D’un homme de la trempe de Jean Delors Biyogue on pouvait toujours espérer mieux. De son expérience aux Nations Unis et des belles promesses nées de son projet de société d’août 2023, on aurait espéré qu’il soit parmi ceux des collaborateurs du Chef de l’Etat qui aident de leurs conseils avisés le Président-Général à redonner son sens véritable à la Transition au moment où elle est de plus en plus perçue comme une arnaque politique et une imposture politique. Le débat actuel autour de la constitution montre clairement un mouvement vers des inquiétudes légitimes sur les aptitudes du pouvoir actuel à garantir un avenir démocratique serein.
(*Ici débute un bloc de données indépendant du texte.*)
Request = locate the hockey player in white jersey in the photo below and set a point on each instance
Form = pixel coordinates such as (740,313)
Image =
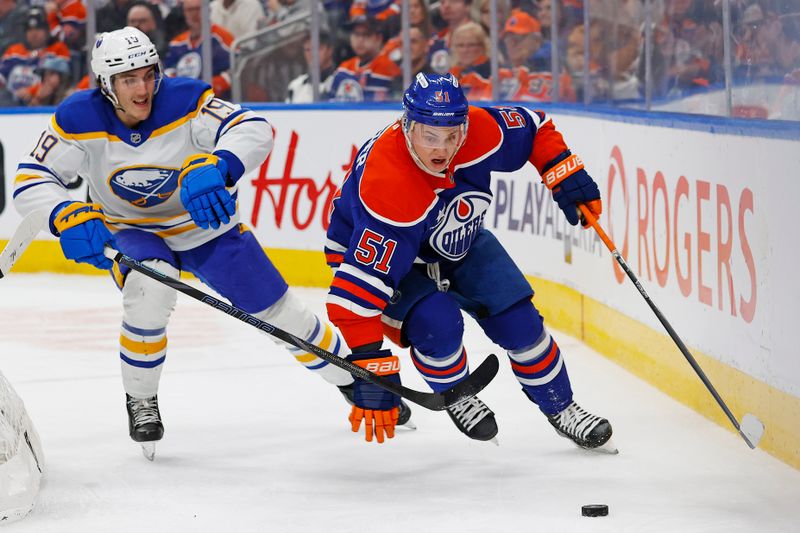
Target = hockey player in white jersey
(161,157)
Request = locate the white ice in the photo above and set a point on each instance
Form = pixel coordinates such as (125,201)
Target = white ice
(256,443)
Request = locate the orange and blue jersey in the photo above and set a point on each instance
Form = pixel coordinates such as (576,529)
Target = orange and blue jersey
(391,212)
(19,64)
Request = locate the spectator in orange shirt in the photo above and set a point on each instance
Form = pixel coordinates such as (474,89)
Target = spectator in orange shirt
(146,17)
(67,19)
(54,87)
(522,37)
(19,64)
(419,17)
(12,23)
(470,44)
(455,13)
(419,44)
(184,57)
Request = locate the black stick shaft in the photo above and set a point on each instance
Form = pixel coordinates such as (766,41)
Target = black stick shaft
(672,333)
(430,400)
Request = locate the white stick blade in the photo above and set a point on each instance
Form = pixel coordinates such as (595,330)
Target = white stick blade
(27,230)
(751,429)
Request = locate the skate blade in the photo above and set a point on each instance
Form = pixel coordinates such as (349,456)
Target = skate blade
(409,426)
(608,448)
(149,450)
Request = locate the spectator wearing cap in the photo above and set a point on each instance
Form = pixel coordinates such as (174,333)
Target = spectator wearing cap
(19,63)
(12,23)
(184,57)
(54,87)
(469,46)
(146,17)
(381,10)
(455,13)
(522,37)
(367,76)
(300,90)
(67,19)
(239,17)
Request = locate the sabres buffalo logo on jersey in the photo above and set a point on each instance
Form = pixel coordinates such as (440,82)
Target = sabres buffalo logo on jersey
(144,186)
(459,224)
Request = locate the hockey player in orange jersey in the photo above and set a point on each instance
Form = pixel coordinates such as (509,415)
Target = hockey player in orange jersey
(410,253)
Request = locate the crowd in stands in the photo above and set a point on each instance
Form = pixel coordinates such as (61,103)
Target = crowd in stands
(44,49)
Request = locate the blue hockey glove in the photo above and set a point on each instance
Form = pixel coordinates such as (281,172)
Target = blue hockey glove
(378,408)
(571,185)
(82,233)
(203,193)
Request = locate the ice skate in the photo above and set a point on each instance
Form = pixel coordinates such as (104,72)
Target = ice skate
(474,419)
(586,430)
(403,417)
(144,423)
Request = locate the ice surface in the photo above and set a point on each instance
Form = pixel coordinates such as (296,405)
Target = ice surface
(255,443)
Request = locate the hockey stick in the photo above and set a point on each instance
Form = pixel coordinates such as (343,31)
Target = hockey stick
(435,401)
(27,230)
(751,429)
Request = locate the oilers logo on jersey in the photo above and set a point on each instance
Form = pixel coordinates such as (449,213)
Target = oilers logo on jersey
(144,186)
(459,223)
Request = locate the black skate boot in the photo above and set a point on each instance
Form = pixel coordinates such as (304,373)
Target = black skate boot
(144,423)
(403,417)
(474,419)
(586,430)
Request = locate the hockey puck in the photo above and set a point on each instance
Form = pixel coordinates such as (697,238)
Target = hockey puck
(594,510)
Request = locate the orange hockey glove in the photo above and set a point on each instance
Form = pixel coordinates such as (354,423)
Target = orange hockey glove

Au-delà du béton qui coule dans tout le pays, ce sujet qui a toujours été au cœur des préoccupations des citoyens gabonais et qui a fait couler tant de sang dans ce pays ne peut être traité avec autant de légèreté, de frivolité et de désinvolture.
Un premier exercice raté et frappé du sceau de la fumisterie ?
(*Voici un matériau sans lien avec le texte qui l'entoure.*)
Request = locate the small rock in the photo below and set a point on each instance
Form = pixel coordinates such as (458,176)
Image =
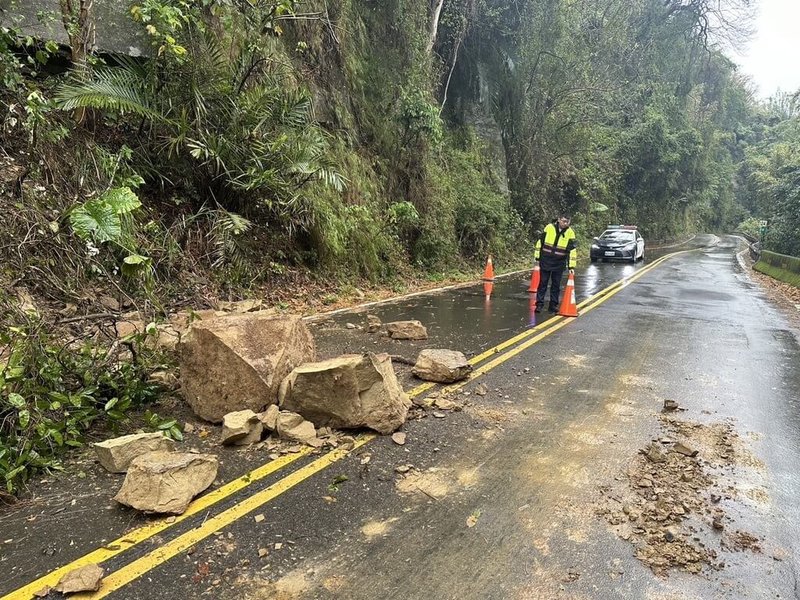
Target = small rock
(654,454)
(445,404)
(685,450)
(373,324)
(269,418)
(441,366)
(295,428)
(241,428)
(84,579)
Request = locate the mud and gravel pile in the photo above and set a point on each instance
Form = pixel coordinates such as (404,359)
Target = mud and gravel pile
(670,503)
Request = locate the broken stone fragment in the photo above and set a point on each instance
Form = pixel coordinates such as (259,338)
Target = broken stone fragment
(347,392)
(407,330)
(670,405)
(373,324)
(165,482)
(442,366)
(84,579)
(295,428)
(269,418)
(243,306)
(116,454)
(685,450)
(241,428)
(445,404)
(237,361)
(654,454)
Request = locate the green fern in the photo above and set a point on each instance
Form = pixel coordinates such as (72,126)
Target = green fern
(226,229)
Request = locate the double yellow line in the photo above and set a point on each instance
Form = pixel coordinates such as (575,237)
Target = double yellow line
(149,561)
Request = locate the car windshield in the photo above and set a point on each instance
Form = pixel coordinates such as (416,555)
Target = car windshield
(617,235)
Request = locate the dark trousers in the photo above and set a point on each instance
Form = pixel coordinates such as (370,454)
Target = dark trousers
(554,279)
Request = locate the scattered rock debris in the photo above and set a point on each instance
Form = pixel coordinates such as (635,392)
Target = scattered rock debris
(665,505)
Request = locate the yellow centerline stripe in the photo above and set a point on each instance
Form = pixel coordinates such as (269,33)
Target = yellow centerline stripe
(595,301)
(147,531)
(183,542)
(146,563)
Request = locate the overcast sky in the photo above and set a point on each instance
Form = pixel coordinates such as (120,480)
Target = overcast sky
(772,57)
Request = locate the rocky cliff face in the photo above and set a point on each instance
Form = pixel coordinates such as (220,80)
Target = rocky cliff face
(115,30)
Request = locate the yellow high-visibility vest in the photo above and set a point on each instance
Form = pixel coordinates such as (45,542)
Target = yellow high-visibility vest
(555,250)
À ce qui semble, Jean Delors Biyoghe s’entraîne peut-être à devenir une alternative chargée de la riposte au cœur du pouvoir actuel. Ses débuts ne sont point rassurants dans ce cas et l’actuel conseiller chef de département communication du Président serait même le moindre mal dans ce rôle. Pour répondre à Alain Claude Bilie-by-Nze par exemple, notre intellectuel s’est refusé à l’éventualité de faire un débat d’idées, préférant s’attaquer à la personne de l’ancien Premier Ministre. Sauf que les arguments tournés contre lui concernent aussi les anciens membres influents du pouvoir déchu toujours aux affaires. Les arguments ad hominem, bien qu’ils puissent sembler une stratégie efficace à court terme, posent de nombreuses limites et ont des conséquences néfastes sur le discours politique et la démocratie. Pour favoriser un débat sain et constructif, il est essentiel de promouvoir des arguments basés sur des idées, des politiques et des faits, plutôt que sur des attaques personnelles. Cela contribuera à créer un environnement politique plus positif et inclusif, où les voix des citoyens peuvent être entendues et respectées.
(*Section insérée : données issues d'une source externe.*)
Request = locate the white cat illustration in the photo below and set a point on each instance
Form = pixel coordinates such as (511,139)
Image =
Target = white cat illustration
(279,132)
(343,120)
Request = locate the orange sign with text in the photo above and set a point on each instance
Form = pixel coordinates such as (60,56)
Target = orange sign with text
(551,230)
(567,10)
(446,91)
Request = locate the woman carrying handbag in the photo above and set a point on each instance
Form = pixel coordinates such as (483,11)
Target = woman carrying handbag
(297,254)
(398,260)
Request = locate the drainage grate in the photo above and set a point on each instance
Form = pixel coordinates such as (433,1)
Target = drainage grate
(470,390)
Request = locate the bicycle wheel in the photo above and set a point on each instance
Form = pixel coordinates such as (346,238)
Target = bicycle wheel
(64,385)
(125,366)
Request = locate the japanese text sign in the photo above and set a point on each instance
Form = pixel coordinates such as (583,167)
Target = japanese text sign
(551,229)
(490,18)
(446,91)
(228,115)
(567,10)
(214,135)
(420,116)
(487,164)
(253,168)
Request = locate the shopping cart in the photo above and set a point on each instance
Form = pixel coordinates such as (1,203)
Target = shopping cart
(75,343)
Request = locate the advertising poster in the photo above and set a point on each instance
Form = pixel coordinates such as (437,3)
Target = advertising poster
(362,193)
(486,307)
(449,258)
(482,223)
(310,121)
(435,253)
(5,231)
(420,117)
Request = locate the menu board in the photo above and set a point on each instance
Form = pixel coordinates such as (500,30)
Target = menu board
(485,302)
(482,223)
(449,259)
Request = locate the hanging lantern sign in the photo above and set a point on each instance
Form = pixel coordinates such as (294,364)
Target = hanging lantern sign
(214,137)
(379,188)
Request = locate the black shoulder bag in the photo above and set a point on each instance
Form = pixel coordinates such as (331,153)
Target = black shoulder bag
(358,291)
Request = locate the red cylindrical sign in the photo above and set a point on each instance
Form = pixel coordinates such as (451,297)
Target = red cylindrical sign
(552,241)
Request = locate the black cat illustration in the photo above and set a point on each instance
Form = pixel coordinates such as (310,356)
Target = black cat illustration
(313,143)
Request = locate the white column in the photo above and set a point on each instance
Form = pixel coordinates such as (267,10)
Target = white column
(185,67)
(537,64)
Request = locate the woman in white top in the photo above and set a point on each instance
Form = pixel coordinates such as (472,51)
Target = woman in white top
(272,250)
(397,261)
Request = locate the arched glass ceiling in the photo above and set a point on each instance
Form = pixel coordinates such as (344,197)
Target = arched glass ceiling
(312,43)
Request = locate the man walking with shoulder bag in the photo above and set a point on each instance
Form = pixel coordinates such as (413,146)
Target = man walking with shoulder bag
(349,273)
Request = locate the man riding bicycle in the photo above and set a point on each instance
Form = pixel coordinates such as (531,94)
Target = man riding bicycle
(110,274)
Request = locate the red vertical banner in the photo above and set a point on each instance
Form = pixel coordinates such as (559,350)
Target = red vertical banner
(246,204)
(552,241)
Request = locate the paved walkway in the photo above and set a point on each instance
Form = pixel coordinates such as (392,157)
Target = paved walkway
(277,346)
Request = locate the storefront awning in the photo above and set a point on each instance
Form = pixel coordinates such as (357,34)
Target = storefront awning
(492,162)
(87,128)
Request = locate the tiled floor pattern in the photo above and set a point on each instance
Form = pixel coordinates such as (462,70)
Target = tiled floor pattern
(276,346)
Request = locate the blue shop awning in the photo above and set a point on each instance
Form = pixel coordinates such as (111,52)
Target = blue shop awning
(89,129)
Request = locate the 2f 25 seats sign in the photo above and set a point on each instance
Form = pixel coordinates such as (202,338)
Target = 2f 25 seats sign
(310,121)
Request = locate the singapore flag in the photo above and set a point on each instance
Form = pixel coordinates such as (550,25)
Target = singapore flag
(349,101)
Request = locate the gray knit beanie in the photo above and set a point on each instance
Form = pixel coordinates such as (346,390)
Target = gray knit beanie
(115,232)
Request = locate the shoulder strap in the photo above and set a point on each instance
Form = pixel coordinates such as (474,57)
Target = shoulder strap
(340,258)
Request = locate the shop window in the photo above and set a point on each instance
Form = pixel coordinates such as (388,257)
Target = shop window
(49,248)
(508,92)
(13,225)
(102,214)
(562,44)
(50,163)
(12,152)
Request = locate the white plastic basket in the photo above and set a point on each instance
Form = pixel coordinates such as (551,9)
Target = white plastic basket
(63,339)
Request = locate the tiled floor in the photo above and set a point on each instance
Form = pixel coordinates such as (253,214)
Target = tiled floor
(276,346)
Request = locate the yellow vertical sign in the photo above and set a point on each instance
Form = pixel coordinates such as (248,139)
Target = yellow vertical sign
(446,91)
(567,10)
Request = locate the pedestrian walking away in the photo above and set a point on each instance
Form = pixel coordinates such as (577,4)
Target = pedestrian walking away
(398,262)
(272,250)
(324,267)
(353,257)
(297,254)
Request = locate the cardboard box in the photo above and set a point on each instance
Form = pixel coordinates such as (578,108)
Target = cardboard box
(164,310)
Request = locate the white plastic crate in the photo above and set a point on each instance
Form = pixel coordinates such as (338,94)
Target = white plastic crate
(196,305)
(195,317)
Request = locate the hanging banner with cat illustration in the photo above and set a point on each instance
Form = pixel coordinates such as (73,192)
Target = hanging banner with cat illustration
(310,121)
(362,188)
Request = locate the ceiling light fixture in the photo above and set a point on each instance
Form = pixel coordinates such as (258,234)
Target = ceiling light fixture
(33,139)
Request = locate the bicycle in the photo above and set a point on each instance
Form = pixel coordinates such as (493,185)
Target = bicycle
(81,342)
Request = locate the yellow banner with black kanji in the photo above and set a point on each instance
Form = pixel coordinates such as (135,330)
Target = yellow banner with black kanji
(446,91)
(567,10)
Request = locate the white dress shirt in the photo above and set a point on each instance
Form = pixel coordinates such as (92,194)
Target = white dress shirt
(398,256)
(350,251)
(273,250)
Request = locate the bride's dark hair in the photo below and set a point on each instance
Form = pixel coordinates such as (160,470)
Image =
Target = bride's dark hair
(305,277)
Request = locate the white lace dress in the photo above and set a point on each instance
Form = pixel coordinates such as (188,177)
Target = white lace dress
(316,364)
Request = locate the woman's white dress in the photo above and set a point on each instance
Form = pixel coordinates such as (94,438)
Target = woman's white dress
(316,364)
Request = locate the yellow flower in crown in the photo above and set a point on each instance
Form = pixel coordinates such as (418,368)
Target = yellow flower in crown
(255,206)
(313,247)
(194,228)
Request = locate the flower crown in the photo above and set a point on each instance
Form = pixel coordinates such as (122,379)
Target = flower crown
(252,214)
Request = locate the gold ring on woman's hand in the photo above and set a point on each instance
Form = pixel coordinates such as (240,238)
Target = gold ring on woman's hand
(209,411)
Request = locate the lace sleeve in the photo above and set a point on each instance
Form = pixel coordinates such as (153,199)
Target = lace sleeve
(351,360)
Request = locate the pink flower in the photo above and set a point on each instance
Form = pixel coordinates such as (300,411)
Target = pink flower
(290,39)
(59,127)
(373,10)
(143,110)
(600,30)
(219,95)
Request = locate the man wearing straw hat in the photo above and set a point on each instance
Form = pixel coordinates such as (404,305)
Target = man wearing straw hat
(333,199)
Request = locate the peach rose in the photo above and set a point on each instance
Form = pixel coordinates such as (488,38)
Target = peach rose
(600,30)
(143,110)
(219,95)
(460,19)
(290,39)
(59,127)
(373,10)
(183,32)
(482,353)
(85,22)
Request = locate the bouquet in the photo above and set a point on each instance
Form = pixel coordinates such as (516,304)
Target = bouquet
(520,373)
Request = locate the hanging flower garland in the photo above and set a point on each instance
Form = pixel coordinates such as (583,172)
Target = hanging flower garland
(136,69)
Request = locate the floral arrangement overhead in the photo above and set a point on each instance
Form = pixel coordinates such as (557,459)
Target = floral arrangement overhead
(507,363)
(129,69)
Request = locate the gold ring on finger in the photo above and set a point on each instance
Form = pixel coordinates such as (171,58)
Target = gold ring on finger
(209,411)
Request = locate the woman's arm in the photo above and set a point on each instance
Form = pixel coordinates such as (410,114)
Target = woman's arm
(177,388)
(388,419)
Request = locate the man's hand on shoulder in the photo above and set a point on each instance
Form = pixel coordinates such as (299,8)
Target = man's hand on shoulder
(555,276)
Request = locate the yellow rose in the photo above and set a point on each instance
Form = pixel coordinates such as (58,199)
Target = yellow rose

« La vérité est comme le soleil. Elle fait tout voir et ne se laisse pas regarder ». Cette citation de Victor Hugo nous rappelle que, bien que la vérité puisse être dérangeante et parfois difficile à accepter, elle est essentielle à la compréhension du monde et à la progression de la société. Nos intellectuels, en tordant le cou à cette vérité, non seulement trahissent leur propre intégrité intellectuelle, mettent en soupçon leur intégrité morale mais mettent également en péril le bien commun en éloignant les individus des connaissances basées sur des preuves et la science. Il est donc crucial de défendre la vérité et de promouvoir une culture de l’honnêteté intellectuelle, même face à la pression des intérêts personnels ou des idéologies.